My favourite team from my earliest years of coaching was the Netherlands. I was 19 and in addition to teaching English, History and sometimes, Geography, in a secondary school near me, I was also in charge of Cricket, Football, Athletics, Netball, Drama, Debating and anything else that the other teachers did not want to do. I played football and was a terror in the “back-line”, but I did not believe I knew the game well enough to help my players learn, thrive and win. Typically, I got a book and read it several times. It was a revelation. It was my first Dutch treat and proved why in every game they were a Dutch threat. I followed the work and ideas of Rinus Michels, the Dutchman who invented the concept that became my bible as a coach-Total Football. I stressed mastery of the tools of the trade and, in this case, it was the ball.

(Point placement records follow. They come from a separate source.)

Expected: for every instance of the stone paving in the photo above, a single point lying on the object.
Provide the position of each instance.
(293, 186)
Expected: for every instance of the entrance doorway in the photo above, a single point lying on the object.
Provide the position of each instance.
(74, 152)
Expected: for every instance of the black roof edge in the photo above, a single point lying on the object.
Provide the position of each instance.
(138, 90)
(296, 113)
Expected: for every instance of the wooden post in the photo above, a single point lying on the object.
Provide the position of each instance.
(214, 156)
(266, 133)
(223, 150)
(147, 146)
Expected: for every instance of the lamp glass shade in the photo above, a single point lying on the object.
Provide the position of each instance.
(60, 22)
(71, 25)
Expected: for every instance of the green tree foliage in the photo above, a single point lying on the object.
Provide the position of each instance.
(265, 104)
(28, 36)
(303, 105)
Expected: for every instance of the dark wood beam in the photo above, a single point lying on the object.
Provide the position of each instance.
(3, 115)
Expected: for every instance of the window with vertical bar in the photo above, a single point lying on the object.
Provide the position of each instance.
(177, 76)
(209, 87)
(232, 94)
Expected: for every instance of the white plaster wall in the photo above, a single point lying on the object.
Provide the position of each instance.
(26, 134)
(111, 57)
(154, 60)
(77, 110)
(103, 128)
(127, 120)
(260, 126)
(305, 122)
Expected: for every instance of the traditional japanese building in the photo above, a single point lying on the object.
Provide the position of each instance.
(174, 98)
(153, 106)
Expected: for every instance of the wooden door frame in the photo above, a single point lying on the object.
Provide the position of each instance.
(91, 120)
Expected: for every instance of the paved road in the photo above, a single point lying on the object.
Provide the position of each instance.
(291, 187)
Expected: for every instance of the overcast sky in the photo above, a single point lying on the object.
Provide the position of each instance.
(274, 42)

Then came Johann Cruyff who, it is said, “used his uncanny ability to read a game to implement his coach’s ambitious game plan. Michels’ ideas were put into action by Cruyff, a kaleidoscopic shifter who switched between defenses and swarmed the ball.” The World Cup of 1974 in which the Netherlands made their mark globally was played in West Germany. The home country won the Cup but, interestingly, it was the start of the global view that the Netherlands is the best team never to win a FIFA World Cup.

This year Germany is out of it but the Netherlands seems to be back in the reckoning and is widely considered one of the best national teams in world football and is also regarded as one of the best teams of all time. I am writing this column on Wednesday, December 7. There are four quarter-final matches to come. Unfortunately, today when you read my article you would already know whether the Netherlands is through to the semi-finals or they lost to Argentina. My friend Jimmy, a huge Argentina fan, called me when his team beat Poland and joked, “Hey Tony. I know an untidy guy who’s an excellent footballer.

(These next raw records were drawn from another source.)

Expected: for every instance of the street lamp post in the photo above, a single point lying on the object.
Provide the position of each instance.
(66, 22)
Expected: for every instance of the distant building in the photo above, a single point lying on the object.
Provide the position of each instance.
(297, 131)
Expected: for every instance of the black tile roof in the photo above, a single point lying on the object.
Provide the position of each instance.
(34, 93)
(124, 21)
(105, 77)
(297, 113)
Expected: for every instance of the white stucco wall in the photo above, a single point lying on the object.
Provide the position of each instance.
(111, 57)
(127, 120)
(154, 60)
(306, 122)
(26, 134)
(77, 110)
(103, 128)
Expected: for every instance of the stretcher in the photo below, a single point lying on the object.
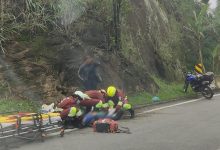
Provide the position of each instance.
(30, 126)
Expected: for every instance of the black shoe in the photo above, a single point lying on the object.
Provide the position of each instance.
(131, 111)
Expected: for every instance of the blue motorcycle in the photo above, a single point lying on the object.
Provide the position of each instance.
(200, 84)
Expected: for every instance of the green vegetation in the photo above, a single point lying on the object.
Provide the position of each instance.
(12, 105)
(167, 92)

Messi, just Messi.” He has always laughed at my supporting Netherlands so I plan to call him on Friday and boast, “Well today is the big match my friend. I have sent a message to my team, the Netherlands. Don’t bother with the boasting by the Argentines. Tell them for me,‘Don’t Cry For Me Argentina’- cry for yourselves.”

*Tony Deyal was last seen quoting Ronaldo, “I’m sure sex wouldn’t be so rewarding as this World Cup. It’s not that sex isn’t good but the World Cup is every four years and sex is not.”